I was curious as to how i need to go about getting my buckmark set up for a suppressor... Would i need to buy a whole new barrel for it that is already threaded or can my existing barrel be threaded? this is the model i have...


----------



## KingTiger (Mar 4, 2009)

I got the Tactical Solutions threaded barrel & AAC Aviator from BookHound on here. The Tac Sol barrel is aluminum with a steel insert so it's alot lighter than the factory barrel & balances nicely with the suppressor attached. It's also 4" which helps keep non-subsonic rounds quieter. Mine cycles CCI subsonics fine.


----------



## Speedemon (Mar 4, 2009)

Buy the Tactical Solutions 4" threaded barrel. Works great. This will keep cheap Wally World ammo subsonic. 
You can find them locally or order on the web. 
Buckmark's serial # is on the frame so anyone can order the barrel, no FFL needed. 
Save your barrel to reinstall if you sell, then sell Tac Sol barrel. 
2- flip trigger spring- you can find procedure on Rimfire central
3- Buy TacSol picatinny rail for mounting Red Dot.
4- Buy extra mags
You will be good to go.


----------



## georgiaboy (Mar 4, 2009)

Ditto the above.  I also bought a 4" from Polite Society (Bookhound) and I am very happy.  Mine is setup just like KingTigers.

Speed, I didn't know that trigger spring trick, but I will look it up.  Thanks!


----------



## Speedemon (Mar 4, 2009)

The Trigger flip is where you actually turn the trigger spring over 180 degrees. 
Makes trigger around 2 to 3 lb.
Instant trigger job. And you can reverse it if you don't like it.

http://www.rimfirecentral.com/forums/showthread.php?t=174356&page=4


----------



## Hunter Blair (Mar 4, 2009)

thanks guys.... gonna check into it pretty soon... just wondering how i should go about it.... thanks for the info....


----------



## georgiaboy (Mar 4, 2009)

Any of ya'll know where to get a rear sight assembly?  I bought mine used and it came with a rail only.  I might want to shoot irons one day.


----------



## Outsydlooknin75 (Mar 4, 2009)

You dont want to suppress a Buckmark, sell it and then buy my Smith and Wesson 422.  All it will need is a 40 dollar adapter and then you can screw your can right on it.  Accurate as all get out, will run on almost any ammo because there is not a lot of mass in the slide.  Has the same grip angle as a 1911 ... factory mags are 12 rounds, mag changes are extremely fast with the mag release on the front strap.  
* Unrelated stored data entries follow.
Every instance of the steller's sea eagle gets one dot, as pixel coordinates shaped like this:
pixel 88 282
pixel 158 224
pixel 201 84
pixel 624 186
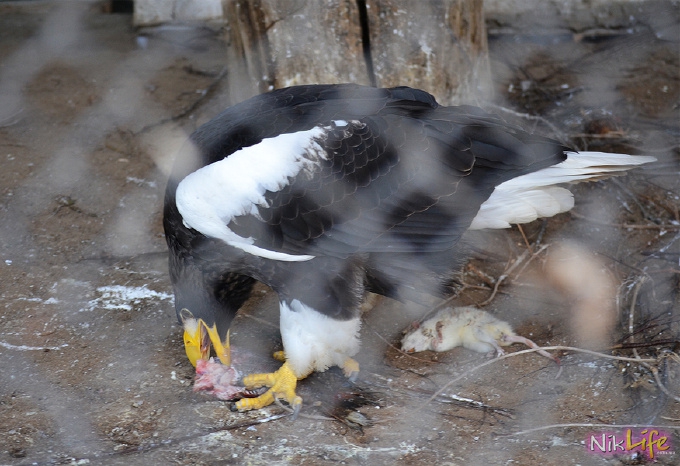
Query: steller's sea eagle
pixel 325 191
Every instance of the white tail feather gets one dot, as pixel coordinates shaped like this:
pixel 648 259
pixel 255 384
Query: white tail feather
pixel 528 197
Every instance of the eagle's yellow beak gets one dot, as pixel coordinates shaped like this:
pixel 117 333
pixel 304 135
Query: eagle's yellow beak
pixel 222 348
pixel 197 339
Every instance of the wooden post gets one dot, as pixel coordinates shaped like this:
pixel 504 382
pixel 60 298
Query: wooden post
pixel 436 45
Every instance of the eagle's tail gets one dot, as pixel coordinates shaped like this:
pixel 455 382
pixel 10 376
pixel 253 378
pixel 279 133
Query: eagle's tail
pixel 535 195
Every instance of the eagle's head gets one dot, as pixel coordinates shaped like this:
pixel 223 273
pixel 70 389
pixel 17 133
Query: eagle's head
pixel 206 310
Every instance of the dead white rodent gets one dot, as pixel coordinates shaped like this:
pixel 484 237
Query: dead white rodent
pixel 468 327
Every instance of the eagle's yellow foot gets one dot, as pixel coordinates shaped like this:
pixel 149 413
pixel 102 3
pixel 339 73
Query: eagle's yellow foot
pixel 351 369
pixel 282 385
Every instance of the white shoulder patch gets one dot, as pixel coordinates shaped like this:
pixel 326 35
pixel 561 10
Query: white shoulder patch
pixel 209 198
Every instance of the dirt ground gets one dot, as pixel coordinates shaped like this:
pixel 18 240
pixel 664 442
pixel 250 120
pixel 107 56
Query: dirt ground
pixel 93 369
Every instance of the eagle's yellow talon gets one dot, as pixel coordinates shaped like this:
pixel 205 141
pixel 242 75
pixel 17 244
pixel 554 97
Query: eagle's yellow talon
pixel 282 383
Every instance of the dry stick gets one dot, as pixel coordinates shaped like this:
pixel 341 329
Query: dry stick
pixel 631 226
pixel 533 350
pixel 631 326
pixel 514 265
pixel 566 426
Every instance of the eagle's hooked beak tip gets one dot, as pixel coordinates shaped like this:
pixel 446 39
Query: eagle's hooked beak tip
pixel 198 338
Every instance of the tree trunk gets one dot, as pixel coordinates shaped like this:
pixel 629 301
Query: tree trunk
pixel 436 45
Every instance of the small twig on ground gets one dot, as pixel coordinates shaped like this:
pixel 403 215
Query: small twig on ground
pixel 632 226
pixel 533 350
pixel 522 257
pixel 589 425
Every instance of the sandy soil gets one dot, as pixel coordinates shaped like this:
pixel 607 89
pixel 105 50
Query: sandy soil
pixel 93 369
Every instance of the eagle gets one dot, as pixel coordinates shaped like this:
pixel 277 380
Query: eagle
pixel 324 192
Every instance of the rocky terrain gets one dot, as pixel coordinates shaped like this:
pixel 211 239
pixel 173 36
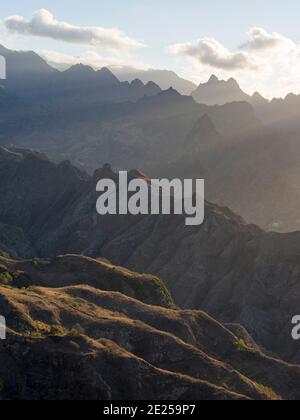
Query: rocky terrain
pixel 119 336
pixel 236 272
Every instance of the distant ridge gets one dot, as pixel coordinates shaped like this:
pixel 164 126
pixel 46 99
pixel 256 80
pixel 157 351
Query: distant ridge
pixel 220 92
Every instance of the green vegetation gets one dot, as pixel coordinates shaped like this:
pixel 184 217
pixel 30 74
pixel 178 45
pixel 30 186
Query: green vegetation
pixel 6 278
pixel 241 345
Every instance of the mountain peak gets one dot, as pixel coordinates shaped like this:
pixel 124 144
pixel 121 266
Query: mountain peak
pixel 213 79
pixel 137 83
pixel 171 92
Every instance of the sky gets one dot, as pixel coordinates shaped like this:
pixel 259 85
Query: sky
pixel 256 42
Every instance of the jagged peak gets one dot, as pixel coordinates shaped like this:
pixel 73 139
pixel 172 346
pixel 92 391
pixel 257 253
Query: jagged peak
pixel 213 79
pixel 137 83
pixel 170 92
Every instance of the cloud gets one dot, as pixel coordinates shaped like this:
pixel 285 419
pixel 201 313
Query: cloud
pixel 210 52
pixel 89 58
pixel 268 62
pixel 260 40
pixel 43 24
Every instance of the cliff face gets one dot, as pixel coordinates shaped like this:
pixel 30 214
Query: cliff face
pixel 114 346
pixel 234 271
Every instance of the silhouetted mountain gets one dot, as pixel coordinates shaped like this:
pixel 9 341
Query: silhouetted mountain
pixel 145 134
pixel 281 111
pixel 31 78
pixel 220 92
pixel 163 78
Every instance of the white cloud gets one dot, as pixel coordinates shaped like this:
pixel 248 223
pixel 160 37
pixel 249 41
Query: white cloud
pixel 260 40
pixel 43 24
pixel 267 61
pixel 89 58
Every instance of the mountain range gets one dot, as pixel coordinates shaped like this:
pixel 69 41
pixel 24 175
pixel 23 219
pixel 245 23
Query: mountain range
pixel 230 269
pixel 220 92
pixel 70 286
pixel 114 324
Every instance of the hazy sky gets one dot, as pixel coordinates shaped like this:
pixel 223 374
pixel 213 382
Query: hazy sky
pixel 257 42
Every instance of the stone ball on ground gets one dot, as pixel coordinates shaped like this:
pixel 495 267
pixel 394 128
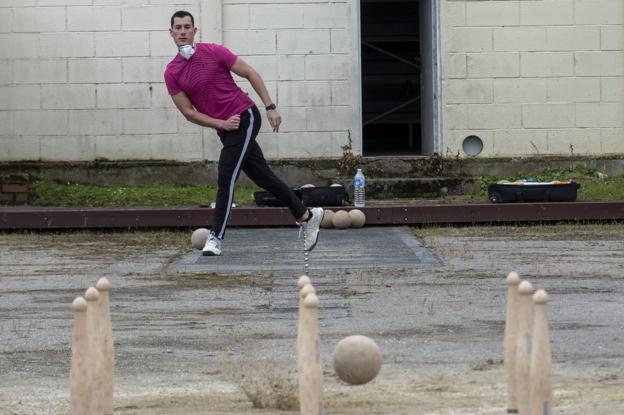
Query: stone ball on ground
pixel 357 359
pixel 341 219
pixel 358 218
pixel 327 219
pixel 199 237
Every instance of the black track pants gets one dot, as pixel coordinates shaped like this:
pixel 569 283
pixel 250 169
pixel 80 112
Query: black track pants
pixel 242 152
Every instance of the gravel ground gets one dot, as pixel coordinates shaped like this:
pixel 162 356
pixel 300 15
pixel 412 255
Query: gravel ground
pixel 209 343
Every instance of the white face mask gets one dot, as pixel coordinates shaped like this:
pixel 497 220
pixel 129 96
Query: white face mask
pixel 186 51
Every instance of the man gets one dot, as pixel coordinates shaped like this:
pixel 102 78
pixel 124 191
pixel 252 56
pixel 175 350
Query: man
pixel 200 83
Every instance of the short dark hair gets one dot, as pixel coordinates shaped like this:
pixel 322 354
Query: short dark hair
pixel 182 13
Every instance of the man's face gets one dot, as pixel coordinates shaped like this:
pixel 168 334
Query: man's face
pixel 183 31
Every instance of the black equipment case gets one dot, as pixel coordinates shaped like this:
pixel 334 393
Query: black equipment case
pixel 267 199
pixel 532 192
pixel 324 196
pixel 310 196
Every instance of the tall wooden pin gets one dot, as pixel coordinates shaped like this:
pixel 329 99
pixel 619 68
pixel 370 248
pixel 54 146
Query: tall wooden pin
pixel 523 347
pixel 511 337
pixel 79 372
pixel 540 376
pixel 311 371
pixel 94 354
pixel 305 288
pixel 106 339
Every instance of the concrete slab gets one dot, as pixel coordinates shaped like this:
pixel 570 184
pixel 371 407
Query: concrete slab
pixel 279 250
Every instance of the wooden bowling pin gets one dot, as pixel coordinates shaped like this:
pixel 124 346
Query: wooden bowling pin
pixel 511 336
pixel 106 338
pixel 540 376
pixel 79 372
pixel 523 347
pixel 311 373
pixel 94 354
pixel 305 291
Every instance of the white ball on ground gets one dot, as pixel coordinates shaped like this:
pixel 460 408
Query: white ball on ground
pixel 357 359
pixel 358 218
pixel 327 219
pixel 199 237
pixel 341 219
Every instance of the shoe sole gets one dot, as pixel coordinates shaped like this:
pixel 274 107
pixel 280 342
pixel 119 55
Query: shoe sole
pixel 317 233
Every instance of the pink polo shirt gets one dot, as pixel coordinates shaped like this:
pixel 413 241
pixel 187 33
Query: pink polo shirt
pixel 207 81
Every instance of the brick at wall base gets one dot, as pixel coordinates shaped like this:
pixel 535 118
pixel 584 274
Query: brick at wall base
pixel 14 189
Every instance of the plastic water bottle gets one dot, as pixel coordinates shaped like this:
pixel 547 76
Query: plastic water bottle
pixel 359 182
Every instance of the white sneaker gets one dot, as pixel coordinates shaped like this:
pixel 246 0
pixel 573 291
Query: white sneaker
pixel 212 247
pixel 310 228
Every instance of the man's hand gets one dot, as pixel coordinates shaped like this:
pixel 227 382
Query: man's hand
pixel 274 119
pixel 231 123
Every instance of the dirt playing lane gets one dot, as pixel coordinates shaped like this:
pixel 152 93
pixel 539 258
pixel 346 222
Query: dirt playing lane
pixel 205 343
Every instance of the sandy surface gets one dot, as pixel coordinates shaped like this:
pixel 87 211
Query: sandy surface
pixel 205 343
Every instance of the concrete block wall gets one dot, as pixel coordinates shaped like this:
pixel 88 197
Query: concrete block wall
pixel 13 189
pixel 83 79
pixel 304 50
pixel 533 77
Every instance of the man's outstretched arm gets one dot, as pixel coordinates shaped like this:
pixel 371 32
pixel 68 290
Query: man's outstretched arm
pixel 184 105
pixel 244 70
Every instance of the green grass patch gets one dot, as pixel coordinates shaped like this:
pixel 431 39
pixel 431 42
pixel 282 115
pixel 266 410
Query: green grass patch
pixel 52 193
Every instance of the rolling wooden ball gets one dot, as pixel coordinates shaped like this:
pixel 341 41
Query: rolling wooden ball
pixel 341 219
pixel 357 359
pixel 358 218
pixel 199 237
pixel 327 219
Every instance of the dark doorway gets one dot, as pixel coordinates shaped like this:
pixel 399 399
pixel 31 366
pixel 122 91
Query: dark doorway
pixel 391 71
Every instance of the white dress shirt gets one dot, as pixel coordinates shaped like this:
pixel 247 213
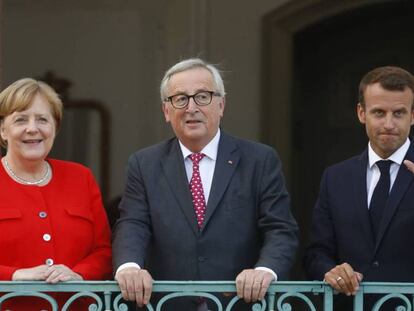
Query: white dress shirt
pixel 373 172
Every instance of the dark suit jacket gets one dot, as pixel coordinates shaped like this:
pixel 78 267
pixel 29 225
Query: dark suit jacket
pixel 341 230
pixel 247 224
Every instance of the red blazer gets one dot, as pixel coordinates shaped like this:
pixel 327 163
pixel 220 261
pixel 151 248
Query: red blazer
pixel 63 222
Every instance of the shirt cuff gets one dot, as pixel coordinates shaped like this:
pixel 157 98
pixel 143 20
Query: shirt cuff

Just kidding, but if you do come acrossed a 422 in your fravels I would suggest picking it up, they are great shooters.


----------



## cearick (Mar 4, 2009)

*threading*

you can have Jeff at the Firing ane in Athens thread the barrel for about $50.00 706-546-6111


----------



## georgiaboy (Mar 4, 2009)

King Tiger,  I just noticed your front sight fell off...


----------



## KingTiger (Mar 4, 2009)

Yeah, I didn't like the looks of it with the optic & took it off & filled the holes with black silicone.


----------